FOREIGN LANGUAGE TEACHING METHODS:
SOME ISSUES AND NEW MOVES
Fernando Cerezal Sierra
Universidad de Alcala
Summary
In this article, I have considered the main FLT methods still in use at schools and presented the theory of language and learning underlying them, their main features, activities and techniques, their foundation and decline, as well as a general assessment of all of them. The following methods have been analysed: the Grammar-Translation Method, the Structuralist Methods, and the Communicative Approach. After paying some attention to innovations in education, the Task-Based and Process models are offered as an alternative. Finally, a relationship is established between curriculum innovation and change and teacher development.
11NTRODUCTION
The main purpose of this article is to provide a critical assessment of the role played by methods in the educational process, though there is also an account of the main different methods of foreign language teaching (FLT) that are in use today. A knowledge of the different methods gives foreign language teachers a good background reference to their own stand on pedagogical matters and classroom practice, and in addition helps them understand the process that FLT has undergone, particularly through this century. To consider FLT as a process means that teaching is not static but changing to respond to new needs and demands as teachers, applied linguists and educationists can prove.

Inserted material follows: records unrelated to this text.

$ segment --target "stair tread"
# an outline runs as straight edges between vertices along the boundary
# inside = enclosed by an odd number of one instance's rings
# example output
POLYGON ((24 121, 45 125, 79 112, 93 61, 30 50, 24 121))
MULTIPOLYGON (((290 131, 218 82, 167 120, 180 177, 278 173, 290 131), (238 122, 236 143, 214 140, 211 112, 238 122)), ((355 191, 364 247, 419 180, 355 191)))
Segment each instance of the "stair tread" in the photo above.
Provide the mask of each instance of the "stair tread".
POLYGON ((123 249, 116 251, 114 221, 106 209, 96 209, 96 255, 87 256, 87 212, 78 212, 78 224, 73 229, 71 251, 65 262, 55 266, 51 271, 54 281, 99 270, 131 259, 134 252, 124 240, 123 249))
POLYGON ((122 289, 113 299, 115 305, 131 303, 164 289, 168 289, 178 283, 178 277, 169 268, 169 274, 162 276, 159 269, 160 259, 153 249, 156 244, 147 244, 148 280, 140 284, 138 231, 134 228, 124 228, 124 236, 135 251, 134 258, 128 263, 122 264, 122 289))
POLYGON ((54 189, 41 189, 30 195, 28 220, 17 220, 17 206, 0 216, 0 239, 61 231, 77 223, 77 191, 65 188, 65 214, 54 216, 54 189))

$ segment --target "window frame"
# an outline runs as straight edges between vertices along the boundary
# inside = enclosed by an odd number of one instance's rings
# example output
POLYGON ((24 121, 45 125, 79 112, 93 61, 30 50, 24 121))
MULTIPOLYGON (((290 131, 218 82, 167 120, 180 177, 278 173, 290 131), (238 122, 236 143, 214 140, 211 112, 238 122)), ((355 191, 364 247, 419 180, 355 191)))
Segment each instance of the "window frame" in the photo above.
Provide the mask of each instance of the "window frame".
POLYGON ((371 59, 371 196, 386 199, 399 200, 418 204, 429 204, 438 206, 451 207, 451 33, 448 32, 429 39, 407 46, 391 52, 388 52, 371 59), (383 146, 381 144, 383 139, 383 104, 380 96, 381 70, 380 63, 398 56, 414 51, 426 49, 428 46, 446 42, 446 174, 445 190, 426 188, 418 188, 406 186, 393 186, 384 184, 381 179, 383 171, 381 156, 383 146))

This article deals with the differences between approaches, methods and techniques, as well as the three major issues which are recurrent in FLT. Then, the main characteristics, the psychological bases and the pedagogical features of the principal FLT methods are considered chronologically, presenting the contributions and limitations of the different approaches and methods. Finally, as a conclusion, a connection is established between FLT methods, innovation and classroom research, as a way of teacher development and of learning improvement.

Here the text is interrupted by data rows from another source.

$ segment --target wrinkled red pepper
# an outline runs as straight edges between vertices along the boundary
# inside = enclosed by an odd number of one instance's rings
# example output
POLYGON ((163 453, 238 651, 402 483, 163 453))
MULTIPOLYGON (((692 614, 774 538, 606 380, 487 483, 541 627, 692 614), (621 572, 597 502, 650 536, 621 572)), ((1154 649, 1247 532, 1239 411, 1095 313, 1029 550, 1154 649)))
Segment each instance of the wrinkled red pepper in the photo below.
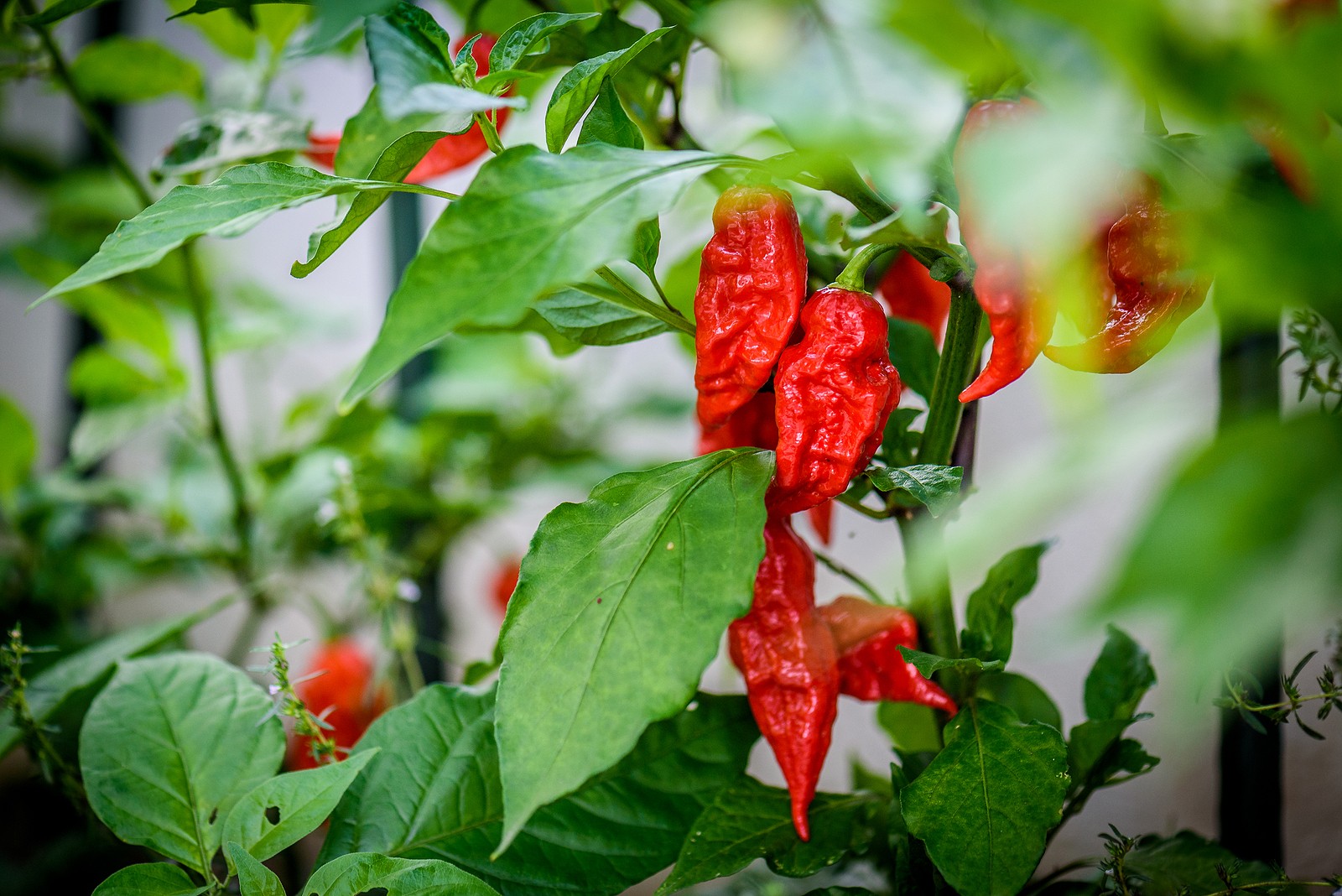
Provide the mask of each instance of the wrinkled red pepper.
POLYGON ((839 656, 815 604, 816 558, 786 516, 764 528, 765 555, 750 613, 727 629, 750 711, 773 747, 792 798, 792 824, 809 840, 807 809, 839 712, 839 656))
POLYGON ((876 453, 899 404, 886 315, 871 295, 819 290, 801 311, 801 330, 773 381, 778 451, 765 500, 776 514, 843 494, 876 453))
POLYGON ((844 596, 820 608, 839 649, 839 689, 859 700, 898 700, 956 714, 956 702, 905 660, 918 647, 918 624, 898 606, 844 596))
MULTIPOLYGON (((455 40, 452 43, 452 54, 455 55, 462 47, 464 47, 466 42, 467 38, 459 38, 455 40)), ((495 35, 482 34, 480 39, 471 47, 471 58, 475 60, 476 76, 483 78, 490 74, 490 51, 494 50, 495 43, 498 43, 498 38, 495 35)), ((510 94, 511 90, 507 93, 510 94)), ((503 122, 507 121, 507 107, 497 110, 495 126, 503 127, 503 122)), ((340 134, 310 134, 307 137, 309 146, 303 150, 303 156, 319 168, 334 169, 336 153, 340 149, 340 134)), ((487 149, 488 144, 484 139, 484 131, 480 130, 478 123, 474 123, 466 133, 448 134, 433 144, 424 154, 424 158, 421 158, 405 176, 405 182, 423 184, 433 180, 435 177, 442 177, 443 174, 455 172, 458 168, 464 168, 466 165, 474 162, 476 158, 483 156, 487 149)))
POLYGON ((734 186, 718 199, 713 228, 694 294, 694 385, 706 432, 769 381, 807 290, 801 225, 785 192, 734 186))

THE CONCEPTS OF APPROACH, METHOD AND TECHNIQUE AND THE THREE MAJOR GENERAL PROBLEMS IN MODERN FLT
Its seems worthwhile, first of all, to clarify briefly the concepts of approach or principles, method and technique, which are mutually and hierarchically related. They represent, in fact, three levels of analysis and teacher’s decision making for teaching and learning English in the classroom. An approach or strategy is the most abstract of all three concepts and refers to the linguistic, psycho- and sociolinguistic principles underlying methods and techniques. Actually, every teacher has some kind of theoretical principles which function as a frame for their ideas of methods and techniques. A technique is, on the other hand, the narrowest of all three; it is just one single procedure to use in the classroom. Methods are between approaches and techniques, just the mediator between theory (the approach) and classroom practice. Some methods can share a number of techniques and, though some techniques have developed autonomously, the most important ones start from the main methods (Hubbard et al. 1983: 31).
Now it seems oppropriate to mention the three major language learning issues that language pedagogy and ELT have dealt with through this century and that always concern researchers and the teaching profession. Stern (1983: 401-5) labels them as follows:
The L1-L2 connection, that is, the disparity in the learner’s mind between the inevitable dominance of the mother tongue and the weaknesses of the second language knowledge.